Jasper was really uncomfortable now. Just by watching this he was committing a war crime, but it was not so much the illegality that bothered him: he knew that when US Army investigators looked into allegations of atrocities they always found insufficient evidence. He just did not see that this monk deserved it. Jasper was sickened, and turned away.

He did not blame the men. In every place, in every time, in every country, there were men who would do this kind of thing, given the right circumstances. Jasper blamed the officers who knew what was happening and did nothing, the generals who lied to the press and the people back in Washington, and, most of all, the politicians who did not have the courage to stand up and say: ‘This is wrong.’

A moment later Slope said: ‘Give it up, Jack, the fucker’s dead.’

Smithy said: ‘Shit.’ He let go of the monk, who fell lifeless to the ground. ‘We have to find the fucking tunnels.’

Corporal Donny and four others came into the temple dragging three Vietnamese: a man and a woman of middle age, and a girl of about fifteen. ‘This family thought they could hide from us in the coconut shed,’ said Donny.

The three Vietnamese stared in horror at the body of the monk, his robes soaked in blood, his face a pulpy mass that hardly looked human.

Smithy said: ‘Tell them they’re going to look like that unless they show us the tunnels.’

Slope translated. The peasant man answered him. Slope said: ‘He says there are no tunnels in this village.’

‘Lying motherfucker,’ said Smithy.

Jack said: ‘Shall I . . . ?’

Smithy looked thoughtful. ‘Do the girl, Jack,’ he said. ‘Make the parents watch.’

Jack looked eager. He ripped the girl’s pyjamas off, causing her to scream. He threw her to the ground. Her body was pale and slender. Donny held her down.
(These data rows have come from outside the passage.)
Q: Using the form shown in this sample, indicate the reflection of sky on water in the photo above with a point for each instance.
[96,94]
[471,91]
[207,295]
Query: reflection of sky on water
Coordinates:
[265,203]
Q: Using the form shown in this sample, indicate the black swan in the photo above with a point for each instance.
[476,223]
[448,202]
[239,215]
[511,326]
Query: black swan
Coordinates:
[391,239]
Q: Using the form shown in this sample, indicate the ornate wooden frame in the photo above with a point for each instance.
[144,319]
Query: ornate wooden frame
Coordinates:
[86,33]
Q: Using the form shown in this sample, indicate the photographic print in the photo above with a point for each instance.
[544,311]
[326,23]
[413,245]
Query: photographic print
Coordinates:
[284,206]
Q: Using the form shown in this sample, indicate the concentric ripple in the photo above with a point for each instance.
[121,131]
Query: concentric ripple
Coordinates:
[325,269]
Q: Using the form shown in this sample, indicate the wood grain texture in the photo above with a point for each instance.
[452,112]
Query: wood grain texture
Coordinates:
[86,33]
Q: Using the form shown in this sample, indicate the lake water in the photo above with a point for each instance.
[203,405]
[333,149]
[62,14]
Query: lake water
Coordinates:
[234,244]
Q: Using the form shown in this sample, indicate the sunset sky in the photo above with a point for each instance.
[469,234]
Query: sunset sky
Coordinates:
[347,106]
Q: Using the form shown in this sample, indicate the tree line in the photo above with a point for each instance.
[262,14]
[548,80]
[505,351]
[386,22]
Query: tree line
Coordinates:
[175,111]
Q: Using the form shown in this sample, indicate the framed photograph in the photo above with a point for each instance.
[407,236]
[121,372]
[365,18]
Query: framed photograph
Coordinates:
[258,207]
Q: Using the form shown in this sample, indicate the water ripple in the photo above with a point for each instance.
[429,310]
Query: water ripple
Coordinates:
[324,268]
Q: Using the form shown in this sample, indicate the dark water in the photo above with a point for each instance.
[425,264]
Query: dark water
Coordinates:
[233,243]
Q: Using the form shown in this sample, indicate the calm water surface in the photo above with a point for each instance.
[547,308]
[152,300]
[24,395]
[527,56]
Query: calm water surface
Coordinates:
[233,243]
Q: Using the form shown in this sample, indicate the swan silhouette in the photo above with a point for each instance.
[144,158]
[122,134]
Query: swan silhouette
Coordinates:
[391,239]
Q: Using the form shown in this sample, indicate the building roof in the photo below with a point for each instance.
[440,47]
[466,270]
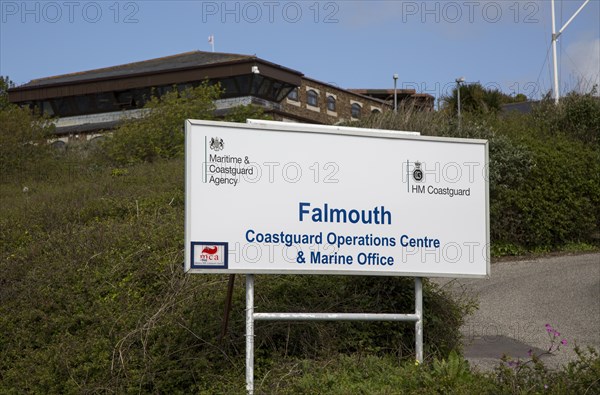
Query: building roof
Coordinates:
[169,70]
[182,61]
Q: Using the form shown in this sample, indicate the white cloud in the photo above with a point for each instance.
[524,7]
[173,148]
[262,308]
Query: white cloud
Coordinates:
[581,63]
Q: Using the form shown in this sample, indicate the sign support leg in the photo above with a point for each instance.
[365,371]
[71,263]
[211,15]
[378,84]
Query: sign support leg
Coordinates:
[250,334]
[419,322]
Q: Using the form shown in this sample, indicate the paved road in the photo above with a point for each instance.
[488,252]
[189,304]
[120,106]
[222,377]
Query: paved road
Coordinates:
[520,298]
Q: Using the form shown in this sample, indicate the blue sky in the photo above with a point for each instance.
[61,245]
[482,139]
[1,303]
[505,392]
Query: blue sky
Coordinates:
[352,44]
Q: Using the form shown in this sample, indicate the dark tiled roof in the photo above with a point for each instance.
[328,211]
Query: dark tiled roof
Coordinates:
[167,63]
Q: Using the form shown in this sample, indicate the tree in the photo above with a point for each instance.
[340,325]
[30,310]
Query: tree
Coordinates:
[5,85]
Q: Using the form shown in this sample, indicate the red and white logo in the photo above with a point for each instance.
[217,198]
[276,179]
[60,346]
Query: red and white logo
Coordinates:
[210,254]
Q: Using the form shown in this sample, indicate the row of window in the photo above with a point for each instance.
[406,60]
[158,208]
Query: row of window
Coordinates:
[312,99]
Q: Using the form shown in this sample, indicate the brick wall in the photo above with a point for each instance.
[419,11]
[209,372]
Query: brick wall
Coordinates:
[301,111]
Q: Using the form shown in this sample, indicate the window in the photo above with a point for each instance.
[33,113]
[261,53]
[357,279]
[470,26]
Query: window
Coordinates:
[355,110]
[293,95]
[312,98]
[331,103]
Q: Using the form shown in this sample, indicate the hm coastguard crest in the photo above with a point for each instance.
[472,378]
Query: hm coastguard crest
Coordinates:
[417,172]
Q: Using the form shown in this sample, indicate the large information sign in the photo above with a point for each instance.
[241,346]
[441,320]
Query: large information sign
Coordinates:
[271,197]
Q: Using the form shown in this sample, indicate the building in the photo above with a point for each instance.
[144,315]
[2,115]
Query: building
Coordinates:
[90,102]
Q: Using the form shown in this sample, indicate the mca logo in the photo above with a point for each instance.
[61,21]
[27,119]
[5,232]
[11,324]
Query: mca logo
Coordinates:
[217,144]
[209,255]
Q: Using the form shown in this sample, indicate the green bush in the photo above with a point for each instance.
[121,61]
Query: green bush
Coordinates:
[23,148]
[94,298]
[544,170]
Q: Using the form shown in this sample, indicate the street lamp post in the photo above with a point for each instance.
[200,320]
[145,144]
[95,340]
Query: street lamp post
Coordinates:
[459,81]
[395,93]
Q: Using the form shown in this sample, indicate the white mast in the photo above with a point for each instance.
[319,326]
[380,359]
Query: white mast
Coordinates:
[555,36]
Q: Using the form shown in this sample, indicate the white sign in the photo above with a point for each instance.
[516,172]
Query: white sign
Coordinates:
[273,197]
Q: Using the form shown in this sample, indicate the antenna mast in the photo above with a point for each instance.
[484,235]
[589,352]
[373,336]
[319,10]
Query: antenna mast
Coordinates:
[555,36]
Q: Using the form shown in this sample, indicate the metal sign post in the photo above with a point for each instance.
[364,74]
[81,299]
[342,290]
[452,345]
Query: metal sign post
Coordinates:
[417,317]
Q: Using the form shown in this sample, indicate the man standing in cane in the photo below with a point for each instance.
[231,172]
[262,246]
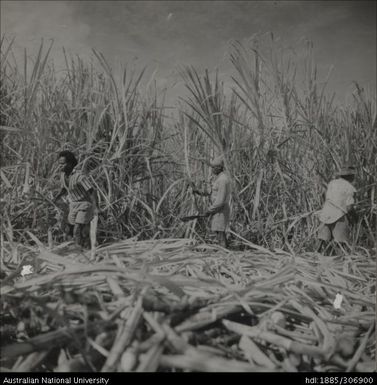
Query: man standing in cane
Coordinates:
[220,198]
[82,198]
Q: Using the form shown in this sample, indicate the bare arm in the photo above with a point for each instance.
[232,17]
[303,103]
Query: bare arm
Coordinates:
[220,198]
[62,192]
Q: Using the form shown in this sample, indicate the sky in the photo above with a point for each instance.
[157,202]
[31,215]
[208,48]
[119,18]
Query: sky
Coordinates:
[164,35]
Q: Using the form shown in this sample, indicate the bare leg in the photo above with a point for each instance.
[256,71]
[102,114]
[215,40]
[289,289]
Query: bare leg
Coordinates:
[77,234]
[221,238]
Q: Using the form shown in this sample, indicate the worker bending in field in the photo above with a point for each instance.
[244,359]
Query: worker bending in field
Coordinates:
[338,210]
[220,197]
[82,198]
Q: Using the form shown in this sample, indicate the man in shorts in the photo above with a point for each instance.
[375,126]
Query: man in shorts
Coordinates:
[219,209]
[82,198]
[338,207]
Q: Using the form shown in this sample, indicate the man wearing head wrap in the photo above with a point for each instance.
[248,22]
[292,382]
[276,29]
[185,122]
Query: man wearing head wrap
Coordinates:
[337,208]
[220,198]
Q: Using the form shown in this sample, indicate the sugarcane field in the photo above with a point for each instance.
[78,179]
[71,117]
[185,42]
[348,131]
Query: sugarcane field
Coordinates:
[218,219]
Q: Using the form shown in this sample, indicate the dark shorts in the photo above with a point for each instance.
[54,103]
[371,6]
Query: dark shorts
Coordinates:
[80,213]
[338,231]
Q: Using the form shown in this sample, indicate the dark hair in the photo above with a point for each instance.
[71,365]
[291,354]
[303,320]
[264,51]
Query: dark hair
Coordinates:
[69,157]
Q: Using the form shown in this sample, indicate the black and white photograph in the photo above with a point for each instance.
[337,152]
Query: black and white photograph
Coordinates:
[188,187]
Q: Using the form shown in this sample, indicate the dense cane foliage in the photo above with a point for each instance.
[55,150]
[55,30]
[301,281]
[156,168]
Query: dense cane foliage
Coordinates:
[282,136]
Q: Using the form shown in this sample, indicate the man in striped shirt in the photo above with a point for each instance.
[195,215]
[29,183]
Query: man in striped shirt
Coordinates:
[82,198]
Jack pulled out his penis, already half erect, and rubbed it to stiffen it.

Once again Jasper was horrified but not surprised. Rape was not commonplace, but it happened too frequently. Men occasionally reported it, usually when they were new to Vietnam. The army would investigate and find the allegations unsupported by evidence, meaning that all the other soldiers said they did not want any trouble and, anyway, they had seen nothing, and the matter would end there.

The older woman started talking, a stream of hysterical, pleading words. Slope said: ‘She says the girl is a virgin and really only a child.’

‘She’s no child,’ said Smithy. ‘Look at the black fur on that little snatch.’

‘The mother swears by all the gods that there are no tunnels here. She says she doesn’t support the Vietcong because she used to be the village moneylender but Charlie stopped her.’

Smithy said: ‘Do it, Jack.’

Jack lay on the girl, his big frame hiding most of her slight body. He seemed to be having difficulty penetrating. The other men shouted encouragement and made jokes. Jack gave a powerful thrust, and the girl screamed.